Antagonist evrimcilik stratejisi Kürt Özgürlük Hareketinin demokratik ulus paradigmasıyla uyumlu bir strateji olarak yeni dönemde de demokratik değişimin nasıl sağlanacağını tanımlayan demokratik entegrasyon kavramını içeren bir strateji olmaktadır. Entegrasyon sadece bir uyum değil, aynı zaman da devlette dönüşümü esas alan, bunun için karşı tarafın da demokratik ulus duruşunu, düşünce ve örgütlülük kapasitesini farz kılan içerden mücadele stratejisi haline gelmektedir.
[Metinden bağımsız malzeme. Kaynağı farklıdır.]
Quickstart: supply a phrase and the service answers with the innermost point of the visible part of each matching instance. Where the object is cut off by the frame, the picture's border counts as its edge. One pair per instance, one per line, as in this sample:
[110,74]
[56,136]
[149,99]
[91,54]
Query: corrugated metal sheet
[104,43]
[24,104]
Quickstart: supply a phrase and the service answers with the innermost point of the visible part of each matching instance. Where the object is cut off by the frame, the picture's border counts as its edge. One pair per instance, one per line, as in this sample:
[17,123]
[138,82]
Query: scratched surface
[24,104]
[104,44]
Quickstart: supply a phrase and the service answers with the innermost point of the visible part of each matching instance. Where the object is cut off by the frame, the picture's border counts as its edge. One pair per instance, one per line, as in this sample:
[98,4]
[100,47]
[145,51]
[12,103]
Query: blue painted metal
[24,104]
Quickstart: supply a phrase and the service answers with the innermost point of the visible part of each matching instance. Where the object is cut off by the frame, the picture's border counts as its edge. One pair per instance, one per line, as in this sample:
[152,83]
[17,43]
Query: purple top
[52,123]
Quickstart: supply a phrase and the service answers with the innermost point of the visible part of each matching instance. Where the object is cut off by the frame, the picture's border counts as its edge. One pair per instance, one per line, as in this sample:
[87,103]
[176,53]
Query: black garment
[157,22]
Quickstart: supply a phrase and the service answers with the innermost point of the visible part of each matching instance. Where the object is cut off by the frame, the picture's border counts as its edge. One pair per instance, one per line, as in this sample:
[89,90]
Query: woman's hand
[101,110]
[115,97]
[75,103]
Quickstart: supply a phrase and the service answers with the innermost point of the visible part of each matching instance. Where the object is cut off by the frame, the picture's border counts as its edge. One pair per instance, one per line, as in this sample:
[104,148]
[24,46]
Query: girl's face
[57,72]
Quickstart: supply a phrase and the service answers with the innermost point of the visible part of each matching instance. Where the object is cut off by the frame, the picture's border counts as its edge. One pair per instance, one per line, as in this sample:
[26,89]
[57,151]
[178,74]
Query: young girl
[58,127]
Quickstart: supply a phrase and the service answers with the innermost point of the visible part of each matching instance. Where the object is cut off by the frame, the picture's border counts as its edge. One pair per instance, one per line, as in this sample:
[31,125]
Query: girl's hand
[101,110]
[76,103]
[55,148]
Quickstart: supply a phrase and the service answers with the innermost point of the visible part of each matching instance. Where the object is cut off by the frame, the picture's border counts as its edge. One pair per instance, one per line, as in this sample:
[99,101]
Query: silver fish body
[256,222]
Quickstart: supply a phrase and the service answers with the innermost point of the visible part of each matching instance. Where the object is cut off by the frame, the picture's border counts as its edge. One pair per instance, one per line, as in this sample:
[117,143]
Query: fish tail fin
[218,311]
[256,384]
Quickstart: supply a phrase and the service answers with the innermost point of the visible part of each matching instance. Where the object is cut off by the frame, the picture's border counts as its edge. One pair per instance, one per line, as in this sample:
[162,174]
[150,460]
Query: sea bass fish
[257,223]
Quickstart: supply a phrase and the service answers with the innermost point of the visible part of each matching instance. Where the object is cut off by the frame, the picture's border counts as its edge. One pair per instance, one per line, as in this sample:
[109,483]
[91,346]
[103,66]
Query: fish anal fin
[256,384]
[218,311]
Öcalan, dört parça Kürdistan’da Kürtlerin devlet ile demokratik entegrasyonunu sağlatarak hem Kürtlerin varlığını yok sayan ulus devletleri demokratik değişime hem de Kürtleri demokratik ulus yapısına kavuşturmayı hedef almaktadır. İki tarafın eşitliğini hedef alan ve bunun için demokratik müzakere yöntemini benimseyen entegrasyon stratejisi; devlet ile toplumun bütünleşmesini sağlatarak çatışmacı ve ayrılıkçı yöntemlerin de önünü alan etkili bir çözüm yöntemi olarak kendini gerçekleştirmeyi beklemektedir.